What is the usual oxidation number of oxygen? Of hydrogen?

1 Answer
Dec 2, 2016

Well, in their compounds it is usually #-II(O)# and #+I(H)#. See here for other examples.

Explanation:

The oxidation number is the charge left on the atom of interest when we conceptually break the #"element-element"# bonds with the charge (the electrons!) assigned to the most electronegative atom.

Do this for water #H-O-H#, and we get #H^+ + HO^-#; do this again for hydroxide, we get #H^+ + O^(2-)#. And thus the oxidation numbers for hydrogen and oxygen in water are #+I# and #-II#. I reiterate that this is an entirely conceptual exercise. The rigmarole can sometimes help to balance redox equations.

In metal hydrides, #MH#, #MH_2#, the oxidation of hydrogen is #-I# (because here it is the more electronegative element and gets the electron).

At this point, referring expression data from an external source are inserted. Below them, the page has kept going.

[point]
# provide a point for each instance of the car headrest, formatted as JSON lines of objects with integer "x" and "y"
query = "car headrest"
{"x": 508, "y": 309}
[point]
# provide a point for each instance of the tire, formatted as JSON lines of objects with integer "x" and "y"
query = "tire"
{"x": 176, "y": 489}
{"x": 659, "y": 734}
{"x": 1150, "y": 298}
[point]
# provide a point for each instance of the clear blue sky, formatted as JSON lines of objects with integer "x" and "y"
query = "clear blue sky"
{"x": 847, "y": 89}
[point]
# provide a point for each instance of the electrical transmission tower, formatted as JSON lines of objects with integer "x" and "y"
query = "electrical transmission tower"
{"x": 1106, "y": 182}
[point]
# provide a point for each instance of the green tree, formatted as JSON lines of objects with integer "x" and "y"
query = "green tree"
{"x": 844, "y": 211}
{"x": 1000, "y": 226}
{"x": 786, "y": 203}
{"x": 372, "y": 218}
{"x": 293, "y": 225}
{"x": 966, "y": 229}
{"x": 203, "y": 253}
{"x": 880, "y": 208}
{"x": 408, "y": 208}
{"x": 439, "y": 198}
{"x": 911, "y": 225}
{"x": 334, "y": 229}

In peroxides, i.e. #HO-OH#, because the electrons are conceived to be shared in the peroxo, #O-O#, linkage, the oxidation number of #O# is #-I#.

Of course for #"elemental hydrogen"#, #H_2#, and for #"elemental oxygen"#, #O_2#, neither element has accepted nor donated electrons. The oxidation state of an element is a big fat #0#.

When these 2 elements react together, when the oxygen is #"reduced"# and the hydrogen is #"oxidized"#, electron transfer is conceived to have occurred, and the two elements are now assigned their normal oxidation numbers, which are?

#H_2(g) + 1/2O_2(g) rarr H_2O(l)#